The arrest of a woman accused of hiding more than 10,000 diamonds inside her body when she landed at Toronto’s Pearson International Airport comes amid warnings that Canada is one of the countries where illicit diamonds have been used for money laundering.
An expert said the case suggested that the stones could have originated from Venezuela and probably were destined for another country to be cut and polished so that they would be less identifiable.
The woman had landed at Pearson on a Feb. 3 flight from Trinidad and Tobago, when she came to the attention of a Canada Border Services Agency officer, according to CBSA spokeswoman Vanessa Barrasa.
The RCMP said the woman was found to have carried 10,202 stones inside her.
The 1,500 carats (about 300 grams) of rough diamonds have an estimated value of $398,000, the RCMP said.
Helena Freida Bodner, a 66-year-old foreign national, was charged with four customs offences and two counts under the Export and Import of Rough Diamonds Act. She appeared at the Brampton courthouse on Friday.
“At $266 a carat, those are stones of very good quality,” said Dorothée Gizenga, executive director of the Ottawa-based Diamond Development Initiative, a non-governmental organization.
“Considering the distance over which the person had to carry such a quantity of diamonds in the belly, from Trinidad to Canada, it is possible that the diamonds were ingested in Trinidad.”
Trinidad is not a diamond-mining country. The nearest sources of the precious stones would be Venezuela, Brazil and Guyana.
Venezuela is particularly noteworthy because it removed itself five years ago from the Kimberley Process, an international certification program designed to stanch the flow of illegal rough diamonds.
Global Witness, an international NGO, alleges that millions of dollars in gems are smuggled out of Venezuela to neighbouring Brazil and Guyana, to be passed off as legitimate Kimberley Process diamonds.
There are few independent diamond cutters in Canada, Ms. Gizenga said, noting that Canadian-mined diamonds are usually cut in Antwerp, Dubai or India.
However, once smuggled into North America, the 10,202 rough diamonds could have been smuggled once more, to be taken to a cutter in New York, Miami or California, she said.
“I doubt they would have travelled all the way here without already having lined up a buyer.”
A similar scheme is outlined in a report released last month by the Financial Action Task Force, a Paris-based intergovernmental body that sets standards and promotes anti-laundering reforms.
The report identified Canada as one of countries that have seen major criminal cases where diamonds were used as a currency in the narcotics trade, money laundering and terrorism financing.
“In Canada, diamond money-laundering schemes appear to frequently relate to drug trafficking. Illicit financial flows are most often between Canada and the United States,” the report said.
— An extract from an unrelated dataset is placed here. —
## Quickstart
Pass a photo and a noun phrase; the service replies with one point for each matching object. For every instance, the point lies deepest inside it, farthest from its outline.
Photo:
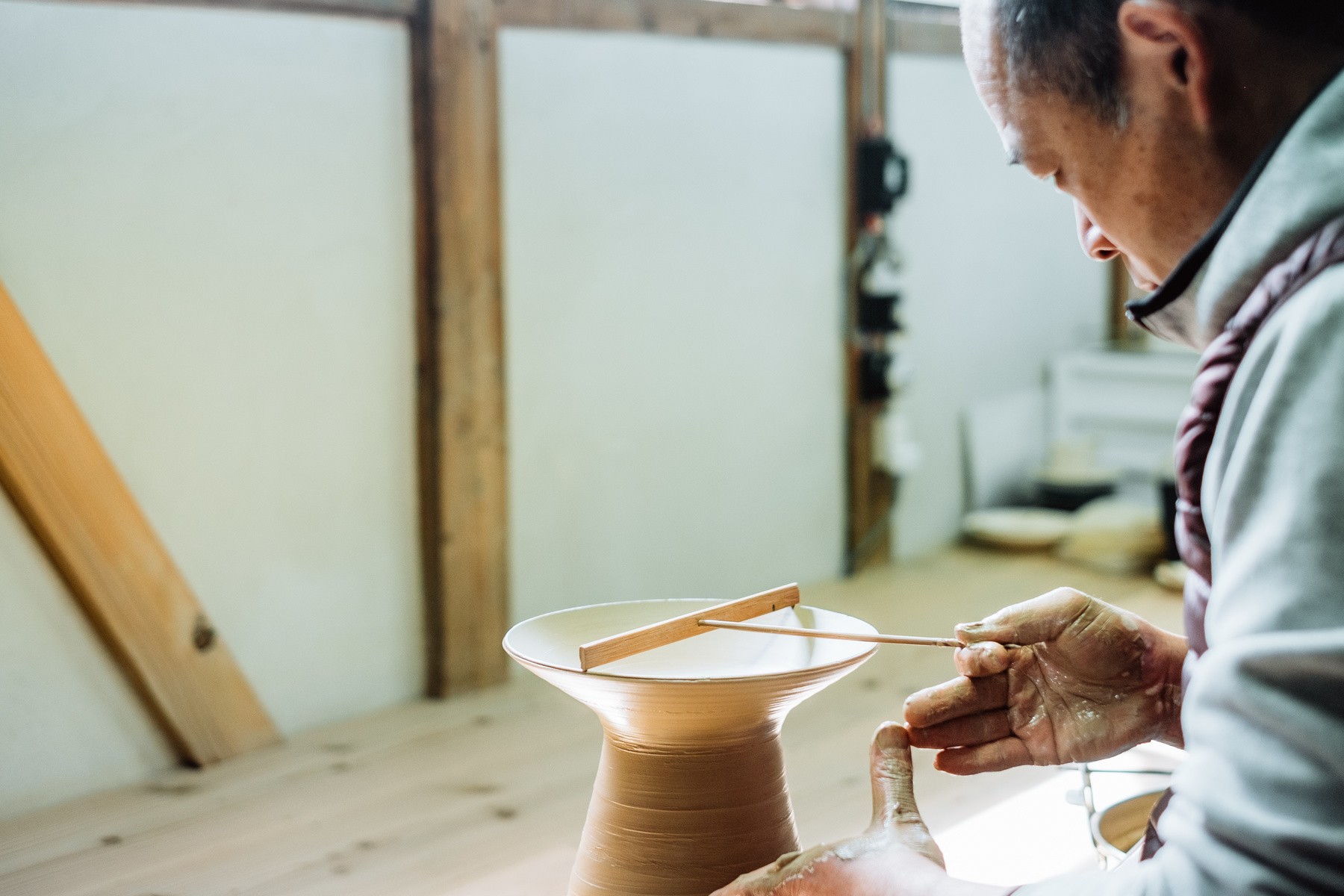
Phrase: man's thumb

In one case, the report said, illegal rough diamonds were smuggled into Canada, then smuggled again to another country to to be cut, then legally sent back to Canada since the stones were now passed off as legitimate stones.
“Once the diamonds have gone through the beneficiation process and the rough diamonds are cut and polished, it becomes almost impossible to determine the origin of a stone,” it said.